Question

A light bulb manufacturer guarantees that the mean life of a certain type of light bulb is at least 720 hours. A random sample of 51 light bulbs as a mean of 701.6 hours with a population standard deviation of 62 hours. At an α=0.05, can you support the company’s claim using the test statistic?

Answer 1

`z=(701.6-720)/((62)/(√(51)))=-2.119`

`p_v =P(Z<-2.119)=0.017`

If we compare the p value and the significance level given
`\alpha=0.05` we see that
`p_v<\alpha` so we can conclude that we have enough evidence to reject the null hypothesis, so we can conclude that the true mean is lower then 720 hours at 5% of signficance.

Explanation:

Data given and notation

`\bar X=701.6` represent the sample mean

`\sigma=62` represent the population standard deviation

`n=51` sample size

`\mu_o =720` represent the value that we want to test

`\alpha=0.05` represent the significance level for the hypothesis test.

z would represent the statistic (variable of interest)

`p_v` represent the p value for the test (variable of interest)

State the null and alternative hypotheses.

We need to conduct a hypothesis in order to check if the mean is at least 720 hours :

Null hypothesis:
`\mu \geq 720`

Alternative hypothesis:
`\mu < 720`

Since we know the population deviation, is better apply a z test to compare the actual mean to the reference value, and the statistic is given by:

`z=(\bar X-\mu_o)/((\sigma)/(√(n)))` (1)

z-test: "Is used to compare group means.
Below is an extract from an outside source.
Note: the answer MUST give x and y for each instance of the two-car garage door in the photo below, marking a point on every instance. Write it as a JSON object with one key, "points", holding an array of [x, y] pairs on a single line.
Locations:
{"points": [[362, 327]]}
Is one of the most common tests and is used to determine if the mean is (higher, less or not equal) to an specified value".

Calculate the statistic

We can replace in formula (1) the info given like this:

`z=(701.6-720)/((62)/(√(51)))=-2.119`

P-value

Since is a left tailed test the p value would be:

`p_v =P(Z<-2.119)=0.017`

Conclusion

If we compare the p value and the significance level given
`\alpha=0.05` we see that
`p_v<\alpha` so we can conclude that we have enough evidence to reject the null hypothesis, so we can conclude that the true mean is lower then 720 hours at 5% of signficance.